Amazon Detective now supports security investigations for threats detected by Amazon GuardDuty Elastic Container Service (ECS) Runtime Monitoring. Amazon Detective now provides enhanced visualizations and additional context for detections on ECS. You can use the new runtime threat detections from GuardDuty and the investigative capabilities from Detective to improve your detection and response for potential threats to your container workloads.

Detective is a managed security service designed to help security analysts investigate potential security issues across AWS accounts and workloads. Detective simplifies the process of analyzing security findings, making it easier to identify the extent of malicious activity and its root cause. GuardDuty is a threat detection service that continuously monitors your AWS environment for malicious activity and unauthorized access. GuardDuty now supports threat detection for runtime events in Amazon ECS, including serverless workloads on AWS Fargate.
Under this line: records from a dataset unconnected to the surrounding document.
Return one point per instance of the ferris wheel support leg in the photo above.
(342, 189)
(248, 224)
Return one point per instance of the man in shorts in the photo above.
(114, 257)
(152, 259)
Detective supports the investigation of these new detections, including correlations with other findings into finding groups, graph visualizations, and other summaries for faster security investigations.

To get started you can enable the new threat detection plan in the GuardDuty console, and Detective will automatically ingest the findings into your behavior graph. 

The expanded investigation capabilities are available today for all existing and new Detective accounts and in all AWS Regions where Detective is available, except the AWS GovCloud (US) Regions. You can start your 30-day free trial of Detective in the AWS Management console. To learn more, visit the Amazon Detective product page.

Dec 19, 2023: Updating What's New Post removing GovCloud region support as it was improperly added to this to release.